Experts in higher education said administrators will continue to use the pandemic as a benchmark for fiscal planning and recruitment strategies until higher education faces a new external threat to enrollment and finances. They said the current economic recession and a demographic decline among college-age students worsened the enrollment drops and revenue loss during the pandemic, leading officials to continue pandemic-era strategies like remote recruitment events and tuition hikes.

Nate Johnson, the founder and principal consultant at the higher education research firm Postsecondary Analytics, said officials will use the pandemic as a “reference point” for enrollment trends until another economically devastating event that decreases higher education enrollment and budget occurs. He said the pandemic will replace the Great Recession in 2008 as the primary basis for higher education finance planning.

Between the 2008 recession and 2013 academic year, officials raised the financial aid pool to accommodate financially struggling students, using the recession as a basis for GW’s budgeting plans.

Johnson said many prospective students have chosen to opt for a college or university with cheaper tuition in the face of pandemic-related financial troubles.

About 56 percent of college students struggled to afford college tuition after the pandemic began in 2020, according to CNBC.

He said higher tuition rates associated with private universities have been exacerbated as universities like GW hike tuition rates to alleviate costs from the pandemic. GW’s estimated cost of attendance surpassed $80,000 for most undergraduates this academic year, ranking above all its 12 peer schools.

“You could see how somebody would be like ‘I can pay $15,000 a year to go to the University of Washington and have my pandemic online experience, or I could pay $50,000 and go to George Washington,’” Johnson said. “A lot of people chose the previous one.”

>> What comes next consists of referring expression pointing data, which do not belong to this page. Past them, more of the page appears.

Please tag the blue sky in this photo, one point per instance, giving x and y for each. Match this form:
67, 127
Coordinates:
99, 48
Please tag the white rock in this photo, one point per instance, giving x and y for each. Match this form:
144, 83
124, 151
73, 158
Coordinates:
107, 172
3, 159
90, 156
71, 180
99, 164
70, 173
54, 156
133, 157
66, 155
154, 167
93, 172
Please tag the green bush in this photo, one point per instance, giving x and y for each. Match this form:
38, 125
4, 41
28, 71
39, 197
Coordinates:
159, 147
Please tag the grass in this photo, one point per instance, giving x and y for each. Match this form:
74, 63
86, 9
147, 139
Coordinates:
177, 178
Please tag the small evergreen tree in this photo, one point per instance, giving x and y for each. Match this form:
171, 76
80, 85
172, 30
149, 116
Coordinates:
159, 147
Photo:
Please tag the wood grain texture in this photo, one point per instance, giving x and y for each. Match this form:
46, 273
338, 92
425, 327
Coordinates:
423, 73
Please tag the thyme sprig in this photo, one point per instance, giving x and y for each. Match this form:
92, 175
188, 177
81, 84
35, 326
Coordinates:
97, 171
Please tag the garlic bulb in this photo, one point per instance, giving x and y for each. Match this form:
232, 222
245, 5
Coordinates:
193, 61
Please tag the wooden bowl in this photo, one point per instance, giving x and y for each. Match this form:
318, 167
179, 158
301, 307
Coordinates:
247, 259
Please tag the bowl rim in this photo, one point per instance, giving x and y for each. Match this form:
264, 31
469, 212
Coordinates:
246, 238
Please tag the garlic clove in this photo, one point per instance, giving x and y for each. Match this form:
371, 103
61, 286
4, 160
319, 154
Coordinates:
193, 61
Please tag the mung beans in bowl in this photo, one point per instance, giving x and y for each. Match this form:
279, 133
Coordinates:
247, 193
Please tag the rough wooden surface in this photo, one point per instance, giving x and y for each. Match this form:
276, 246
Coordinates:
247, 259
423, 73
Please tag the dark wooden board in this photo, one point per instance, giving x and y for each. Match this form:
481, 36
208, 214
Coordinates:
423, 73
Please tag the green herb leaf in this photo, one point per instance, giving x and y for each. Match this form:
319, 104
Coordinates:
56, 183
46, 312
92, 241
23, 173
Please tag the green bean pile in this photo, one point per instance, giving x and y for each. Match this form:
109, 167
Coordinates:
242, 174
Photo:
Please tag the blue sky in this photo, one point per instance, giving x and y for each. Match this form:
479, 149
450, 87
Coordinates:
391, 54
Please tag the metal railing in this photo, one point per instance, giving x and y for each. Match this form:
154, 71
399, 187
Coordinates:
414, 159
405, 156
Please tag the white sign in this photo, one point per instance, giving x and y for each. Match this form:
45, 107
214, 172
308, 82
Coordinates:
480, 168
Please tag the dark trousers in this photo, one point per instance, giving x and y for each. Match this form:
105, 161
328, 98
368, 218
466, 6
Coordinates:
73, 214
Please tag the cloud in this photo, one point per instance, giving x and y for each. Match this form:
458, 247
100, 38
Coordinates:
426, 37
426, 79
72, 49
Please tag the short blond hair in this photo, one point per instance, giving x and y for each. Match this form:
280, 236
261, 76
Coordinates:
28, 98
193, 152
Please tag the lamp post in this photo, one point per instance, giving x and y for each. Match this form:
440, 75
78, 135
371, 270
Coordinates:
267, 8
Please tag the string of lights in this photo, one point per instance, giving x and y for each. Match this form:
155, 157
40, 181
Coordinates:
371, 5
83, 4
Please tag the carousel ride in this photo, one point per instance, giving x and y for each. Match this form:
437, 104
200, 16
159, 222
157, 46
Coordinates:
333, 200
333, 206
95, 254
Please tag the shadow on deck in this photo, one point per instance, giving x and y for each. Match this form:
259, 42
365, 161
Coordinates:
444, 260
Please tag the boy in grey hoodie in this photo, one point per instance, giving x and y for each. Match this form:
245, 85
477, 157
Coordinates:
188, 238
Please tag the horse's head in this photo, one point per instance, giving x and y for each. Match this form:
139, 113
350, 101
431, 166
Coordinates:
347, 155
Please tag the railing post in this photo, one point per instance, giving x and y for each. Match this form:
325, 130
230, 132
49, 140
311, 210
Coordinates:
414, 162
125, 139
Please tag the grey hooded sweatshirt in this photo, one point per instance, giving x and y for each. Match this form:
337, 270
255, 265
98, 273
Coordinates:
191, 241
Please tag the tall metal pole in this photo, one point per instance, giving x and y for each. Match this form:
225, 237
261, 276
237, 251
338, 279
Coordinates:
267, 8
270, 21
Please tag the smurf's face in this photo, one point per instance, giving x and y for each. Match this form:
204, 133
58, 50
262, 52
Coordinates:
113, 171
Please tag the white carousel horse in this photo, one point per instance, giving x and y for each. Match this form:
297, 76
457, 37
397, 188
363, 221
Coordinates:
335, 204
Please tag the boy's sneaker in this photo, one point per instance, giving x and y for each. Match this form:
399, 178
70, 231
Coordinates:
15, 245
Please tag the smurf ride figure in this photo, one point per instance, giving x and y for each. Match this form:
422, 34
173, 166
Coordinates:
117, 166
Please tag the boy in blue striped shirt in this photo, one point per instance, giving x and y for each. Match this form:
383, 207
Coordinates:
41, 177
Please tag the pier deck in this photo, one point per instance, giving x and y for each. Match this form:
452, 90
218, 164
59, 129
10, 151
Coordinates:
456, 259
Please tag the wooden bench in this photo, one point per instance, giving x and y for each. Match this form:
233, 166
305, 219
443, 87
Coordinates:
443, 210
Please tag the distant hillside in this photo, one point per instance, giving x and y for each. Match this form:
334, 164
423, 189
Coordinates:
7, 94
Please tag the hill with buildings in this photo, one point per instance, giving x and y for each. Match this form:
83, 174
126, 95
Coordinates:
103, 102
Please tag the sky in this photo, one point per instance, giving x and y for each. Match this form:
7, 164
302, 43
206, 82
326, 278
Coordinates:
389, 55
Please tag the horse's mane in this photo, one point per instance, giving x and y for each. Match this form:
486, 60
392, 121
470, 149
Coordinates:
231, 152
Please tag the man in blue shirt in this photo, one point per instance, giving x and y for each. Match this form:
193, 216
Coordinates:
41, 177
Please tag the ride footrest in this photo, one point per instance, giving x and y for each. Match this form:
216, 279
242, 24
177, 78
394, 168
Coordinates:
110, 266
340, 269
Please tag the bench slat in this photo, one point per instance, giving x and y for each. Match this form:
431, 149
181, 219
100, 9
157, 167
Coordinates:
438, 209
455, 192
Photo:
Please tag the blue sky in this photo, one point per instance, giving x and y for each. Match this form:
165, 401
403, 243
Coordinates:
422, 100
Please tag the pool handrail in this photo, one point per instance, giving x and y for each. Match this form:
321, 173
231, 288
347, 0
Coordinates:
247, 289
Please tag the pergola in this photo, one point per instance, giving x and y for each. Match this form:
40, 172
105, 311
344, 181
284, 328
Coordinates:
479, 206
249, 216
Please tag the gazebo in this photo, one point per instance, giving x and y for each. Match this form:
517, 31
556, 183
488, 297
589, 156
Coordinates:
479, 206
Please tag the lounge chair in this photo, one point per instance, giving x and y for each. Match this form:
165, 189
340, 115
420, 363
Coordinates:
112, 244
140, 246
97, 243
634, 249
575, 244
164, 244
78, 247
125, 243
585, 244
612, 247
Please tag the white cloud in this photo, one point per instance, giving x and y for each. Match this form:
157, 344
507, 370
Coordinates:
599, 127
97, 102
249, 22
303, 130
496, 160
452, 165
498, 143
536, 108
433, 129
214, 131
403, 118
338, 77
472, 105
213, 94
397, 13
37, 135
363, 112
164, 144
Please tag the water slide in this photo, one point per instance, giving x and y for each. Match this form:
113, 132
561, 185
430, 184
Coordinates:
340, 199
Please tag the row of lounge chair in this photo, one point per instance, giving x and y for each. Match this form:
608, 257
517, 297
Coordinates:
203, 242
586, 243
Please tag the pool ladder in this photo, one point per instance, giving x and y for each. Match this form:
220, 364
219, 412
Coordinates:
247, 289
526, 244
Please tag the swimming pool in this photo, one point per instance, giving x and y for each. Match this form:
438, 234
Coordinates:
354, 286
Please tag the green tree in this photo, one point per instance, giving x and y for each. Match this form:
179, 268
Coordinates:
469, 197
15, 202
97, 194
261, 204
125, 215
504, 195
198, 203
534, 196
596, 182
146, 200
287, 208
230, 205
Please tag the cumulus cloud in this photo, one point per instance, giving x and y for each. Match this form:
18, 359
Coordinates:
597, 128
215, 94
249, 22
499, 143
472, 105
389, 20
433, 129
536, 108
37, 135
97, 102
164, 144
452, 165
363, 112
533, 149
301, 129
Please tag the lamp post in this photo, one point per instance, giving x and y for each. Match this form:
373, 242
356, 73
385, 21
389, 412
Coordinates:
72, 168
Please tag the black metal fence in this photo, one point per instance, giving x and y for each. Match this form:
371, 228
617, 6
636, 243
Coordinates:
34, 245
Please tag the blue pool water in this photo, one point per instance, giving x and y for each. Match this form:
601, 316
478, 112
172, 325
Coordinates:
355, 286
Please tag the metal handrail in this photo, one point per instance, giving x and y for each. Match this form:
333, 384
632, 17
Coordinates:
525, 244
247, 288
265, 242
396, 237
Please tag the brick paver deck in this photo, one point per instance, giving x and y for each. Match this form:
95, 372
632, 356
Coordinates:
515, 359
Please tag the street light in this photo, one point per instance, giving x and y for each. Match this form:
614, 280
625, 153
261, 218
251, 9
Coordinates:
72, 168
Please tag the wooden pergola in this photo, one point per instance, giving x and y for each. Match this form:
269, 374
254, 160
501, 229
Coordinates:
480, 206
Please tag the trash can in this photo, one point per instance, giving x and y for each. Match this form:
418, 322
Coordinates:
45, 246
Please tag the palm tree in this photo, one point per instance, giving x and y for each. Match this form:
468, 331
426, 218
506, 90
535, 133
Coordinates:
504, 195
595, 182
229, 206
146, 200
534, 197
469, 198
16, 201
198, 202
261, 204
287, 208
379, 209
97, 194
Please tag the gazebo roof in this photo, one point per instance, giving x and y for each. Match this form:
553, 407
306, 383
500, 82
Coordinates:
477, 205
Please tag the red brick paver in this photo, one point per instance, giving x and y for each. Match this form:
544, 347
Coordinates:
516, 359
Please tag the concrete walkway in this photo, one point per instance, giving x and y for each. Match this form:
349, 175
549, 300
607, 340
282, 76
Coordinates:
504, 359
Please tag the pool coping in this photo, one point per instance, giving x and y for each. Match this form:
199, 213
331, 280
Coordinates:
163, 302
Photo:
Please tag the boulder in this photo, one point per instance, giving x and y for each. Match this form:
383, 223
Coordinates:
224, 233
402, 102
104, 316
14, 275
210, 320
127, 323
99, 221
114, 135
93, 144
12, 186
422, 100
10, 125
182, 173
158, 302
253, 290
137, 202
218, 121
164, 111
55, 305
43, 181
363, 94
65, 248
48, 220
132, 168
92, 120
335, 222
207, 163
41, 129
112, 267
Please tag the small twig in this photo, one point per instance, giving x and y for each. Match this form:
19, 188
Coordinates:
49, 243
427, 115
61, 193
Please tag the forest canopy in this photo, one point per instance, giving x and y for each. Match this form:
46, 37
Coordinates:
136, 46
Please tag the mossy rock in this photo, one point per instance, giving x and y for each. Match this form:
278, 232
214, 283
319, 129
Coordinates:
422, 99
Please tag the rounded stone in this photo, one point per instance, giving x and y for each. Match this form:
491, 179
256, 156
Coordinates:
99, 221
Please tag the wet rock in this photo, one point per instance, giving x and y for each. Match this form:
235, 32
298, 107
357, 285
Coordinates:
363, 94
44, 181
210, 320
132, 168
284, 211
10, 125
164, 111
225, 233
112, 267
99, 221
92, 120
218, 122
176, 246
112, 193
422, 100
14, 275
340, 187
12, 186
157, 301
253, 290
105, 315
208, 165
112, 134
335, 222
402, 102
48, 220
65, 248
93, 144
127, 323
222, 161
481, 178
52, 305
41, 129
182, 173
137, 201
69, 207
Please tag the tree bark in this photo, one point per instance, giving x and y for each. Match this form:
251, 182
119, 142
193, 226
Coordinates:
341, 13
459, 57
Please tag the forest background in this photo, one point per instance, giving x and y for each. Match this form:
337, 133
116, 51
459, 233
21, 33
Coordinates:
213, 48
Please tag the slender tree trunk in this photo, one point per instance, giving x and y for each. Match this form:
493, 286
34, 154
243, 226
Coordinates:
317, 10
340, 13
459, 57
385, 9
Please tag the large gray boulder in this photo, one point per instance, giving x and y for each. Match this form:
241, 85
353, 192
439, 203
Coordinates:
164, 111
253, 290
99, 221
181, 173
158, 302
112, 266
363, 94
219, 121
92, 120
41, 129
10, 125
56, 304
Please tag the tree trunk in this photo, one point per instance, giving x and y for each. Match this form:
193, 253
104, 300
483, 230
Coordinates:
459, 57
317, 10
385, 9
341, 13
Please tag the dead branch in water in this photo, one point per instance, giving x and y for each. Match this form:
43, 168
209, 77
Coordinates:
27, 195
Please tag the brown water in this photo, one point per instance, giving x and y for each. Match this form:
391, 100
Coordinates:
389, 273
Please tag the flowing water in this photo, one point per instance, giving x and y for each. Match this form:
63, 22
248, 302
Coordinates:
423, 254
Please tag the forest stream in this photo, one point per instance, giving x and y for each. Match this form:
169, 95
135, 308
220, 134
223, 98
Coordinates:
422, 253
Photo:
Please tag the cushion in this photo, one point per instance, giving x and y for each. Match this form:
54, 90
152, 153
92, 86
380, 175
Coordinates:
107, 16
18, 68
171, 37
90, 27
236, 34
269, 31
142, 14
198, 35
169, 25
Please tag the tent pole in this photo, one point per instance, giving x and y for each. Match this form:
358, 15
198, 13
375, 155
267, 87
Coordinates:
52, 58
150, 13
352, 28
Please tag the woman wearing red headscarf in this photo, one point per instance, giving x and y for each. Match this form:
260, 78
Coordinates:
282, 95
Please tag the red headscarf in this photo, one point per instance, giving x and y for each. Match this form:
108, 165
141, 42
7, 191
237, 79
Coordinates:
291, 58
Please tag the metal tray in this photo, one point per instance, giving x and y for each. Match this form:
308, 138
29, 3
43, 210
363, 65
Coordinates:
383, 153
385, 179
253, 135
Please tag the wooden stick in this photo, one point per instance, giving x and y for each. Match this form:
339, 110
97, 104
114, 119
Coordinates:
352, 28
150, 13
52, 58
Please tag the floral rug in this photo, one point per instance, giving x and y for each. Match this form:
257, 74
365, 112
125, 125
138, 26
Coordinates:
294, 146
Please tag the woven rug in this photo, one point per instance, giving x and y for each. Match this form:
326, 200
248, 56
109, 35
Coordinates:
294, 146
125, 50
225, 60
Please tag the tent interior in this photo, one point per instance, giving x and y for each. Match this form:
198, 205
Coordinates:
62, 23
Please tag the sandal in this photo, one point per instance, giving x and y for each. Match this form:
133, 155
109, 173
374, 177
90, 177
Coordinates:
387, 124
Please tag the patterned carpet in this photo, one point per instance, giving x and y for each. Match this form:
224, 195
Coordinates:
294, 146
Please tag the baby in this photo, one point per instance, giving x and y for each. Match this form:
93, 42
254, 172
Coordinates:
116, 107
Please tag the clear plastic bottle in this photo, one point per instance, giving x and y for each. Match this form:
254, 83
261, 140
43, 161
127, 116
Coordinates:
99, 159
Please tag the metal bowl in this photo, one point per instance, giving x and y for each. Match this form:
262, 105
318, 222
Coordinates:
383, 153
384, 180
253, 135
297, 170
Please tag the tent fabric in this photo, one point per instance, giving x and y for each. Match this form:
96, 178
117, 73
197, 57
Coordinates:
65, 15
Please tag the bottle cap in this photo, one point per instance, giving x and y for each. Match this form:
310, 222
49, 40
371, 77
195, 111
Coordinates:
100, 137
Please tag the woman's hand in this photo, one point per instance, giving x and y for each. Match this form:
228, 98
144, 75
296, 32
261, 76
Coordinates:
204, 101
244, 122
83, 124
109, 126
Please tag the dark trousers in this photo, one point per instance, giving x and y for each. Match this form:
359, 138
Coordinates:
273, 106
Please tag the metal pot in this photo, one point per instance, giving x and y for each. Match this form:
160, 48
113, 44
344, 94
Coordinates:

William Zumeta, a professor emeritus of public policy, governance and education at the University of Washington, said variables since the onset of the pandemic – like a drop in international student applications, lower graduate student enrollment numbers, a potential economic recession and a demographic decline among college-age students in heavily recruited states – exacerbated the pandemic’s limitations on enrollment.

Zumeta said GW’s use of the pandemic as a benchmark for planning should encourage universities to enhance the role of virtual recruitment opportunities, which can attract international students and students from historically underrecruited states who are interested in online learning.

“Clearly, previous trend lines were substantially broken, and basic assumptions changed,” Zumeta said in an email. “So one has to reset the baseline going forward even if the pandemic itself eventually winds down.”

Last fall, officials added staffing to the enrollment management team and expanded recruitment communications to boost international student enrollment after a 7.5 percent drop in international student matriculation last fall. Officials said admissions staff also recruited more students from the Midwest and Southeast to improve the geographic diversity of the freshman class this semester.

Brad Phillips, the executive director of Maryland Community Colleges, said universities should view enrollment declines that started during the pandemic as a “wake-up call” for how to deal with a longer-term economic decline if institutions do not create a solution to boost their student population.

Phillips said challenges beyond traditional higher education costs, like transportation issues and food or housing insecurity, could make students reluctant to commit to enrolling in a higher education institution. He said financial aid that covers costs outside of tuition, like food or daycare and continued utilization of hybrid learning, is key to boosting enrollment in light of transportation issues and food insecurity.

“We, as an institution of higher education, need to actually have to take a second look at the value that we are contributing to these people,” Phillips said.